Хотя гористые берега и мысы, разделяющие эти бухты друг от друга, практически лишены какой бы то ни было растительности и продуваются студеными северными ветрами, внутренние участки этих же фьордов настолько хорошо защищены стенами тех же самых гористых массивов, что именно здесь расположены одни из лучших пастбищных земель в Исландии. Можно не сомневаться в том, что альбанские фермеры нашли путь в эти северные «оазисы» и давно обосновались здесь. Действительно, озеро, раскинувшее свои воды в плодородной долине Рейкьяладар, лежащей всего в двенадцати милях от залива Скьялфанди Бэй, до сих пор носит имя Вестманнсватна — Озеро Вестменов, — что явно свидетельствует о присутствии здесь в далеком прошлом выходцев с запада.

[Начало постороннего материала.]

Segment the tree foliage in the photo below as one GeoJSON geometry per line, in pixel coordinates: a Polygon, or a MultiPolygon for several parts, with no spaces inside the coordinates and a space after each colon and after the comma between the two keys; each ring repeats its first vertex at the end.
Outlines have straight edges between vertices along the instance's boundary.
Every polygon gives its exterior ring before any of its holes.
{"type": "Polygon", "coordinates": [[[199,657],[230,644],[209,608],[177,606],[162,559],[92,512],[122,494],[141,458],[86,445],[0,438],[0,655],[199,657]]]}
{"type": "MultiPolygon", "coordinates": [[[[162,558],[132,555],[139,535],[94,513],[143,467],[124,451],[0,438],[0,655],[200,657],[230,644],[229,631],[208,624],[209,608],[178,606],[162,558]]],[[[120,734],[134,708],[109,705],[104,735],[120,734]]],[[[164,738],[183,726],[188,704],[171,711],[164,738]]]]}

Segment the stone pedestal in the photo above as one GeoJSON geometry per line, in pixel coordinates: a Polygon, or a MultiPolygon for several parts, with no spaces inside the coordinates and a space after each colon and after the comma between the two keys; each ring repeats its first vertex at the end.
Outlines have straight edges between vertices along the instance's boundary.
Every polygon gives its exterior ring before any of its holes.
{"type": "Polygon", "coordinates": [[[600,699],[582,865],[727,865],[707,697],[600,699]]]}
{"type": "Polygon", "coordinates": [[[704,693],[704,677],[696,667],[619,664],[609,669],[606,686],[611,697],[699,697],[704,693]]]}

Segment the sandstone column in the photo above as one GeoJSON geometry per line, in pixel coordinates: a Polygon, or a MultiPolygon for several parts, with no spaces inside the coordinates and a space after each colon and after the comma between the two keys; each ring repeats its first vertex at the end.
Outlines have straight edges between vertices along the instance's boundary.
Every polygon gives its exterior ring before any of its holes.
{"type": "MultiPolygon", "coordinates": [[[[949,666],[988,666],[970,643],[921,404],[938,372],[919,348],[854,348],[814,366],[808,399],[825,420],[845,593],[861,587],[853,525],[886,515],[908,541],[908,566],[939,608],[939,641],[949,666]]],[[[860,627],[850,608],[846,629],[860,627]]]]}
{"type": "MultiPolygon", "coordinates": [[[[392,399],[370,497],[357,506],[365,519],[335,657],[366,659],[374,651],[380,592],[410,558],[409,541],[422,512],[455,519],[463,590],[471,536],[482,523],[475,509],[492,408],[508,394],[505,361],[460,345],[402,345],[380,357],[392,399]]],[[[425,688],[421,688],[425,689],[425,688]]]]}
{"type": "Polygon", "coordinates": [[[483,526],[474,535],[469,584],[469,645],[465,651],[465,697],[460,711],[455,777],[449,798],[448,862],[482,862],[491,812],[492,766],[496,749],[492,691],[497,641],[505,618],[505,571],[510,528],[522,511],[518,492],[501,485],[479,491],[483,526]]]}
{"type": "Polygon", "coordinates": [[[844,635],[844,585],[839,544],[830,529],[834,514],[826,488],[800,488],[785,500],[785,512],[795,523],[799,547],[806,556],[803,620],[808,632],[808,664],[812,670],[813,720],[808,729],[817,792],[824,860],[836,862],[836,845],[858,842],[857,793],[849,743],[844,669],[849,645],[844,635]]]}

И тем не менее, как говорится в хронике, Гардар избегал появляться в столь благодатных местах, отдав предпочтение естественной крепости под названием Хусавик, расположенной на побережье залива Скьялфанди Бэй. Оставленное нам одним из путешественников XIX в. описание Хусавика, бывшего в те времена едва заметной рыбачьей деревушкой, рисует живую картину, показывающую, как могло выглядеть это место.

«Селение расположено на высоте примерно около ста футов над уровнем моря, на самой кромке скал, перпендикулярно обрывающихся вниз. Эта гавань считается одной из самых опасных во всей Исландии, учитывая утесы у входа в нее, а также открытость северным и западным ветрам».

Почему же Гардар предпочел зазимовать в таком неприютном месте, если поблизости можно было найти сколько угодно спокойных гаваней, образованных устьями глубоких фьордов и куда лучше защищенных от свирепства стихий? На мой взгляд, ответ достаточно очевиден: он просто не посмел искать прибежища в более удобных гаванях, потому что они уже давно были заняты людьми, которые растерзали бы викингов на мелкие клочки, если бы те только попались им в руки.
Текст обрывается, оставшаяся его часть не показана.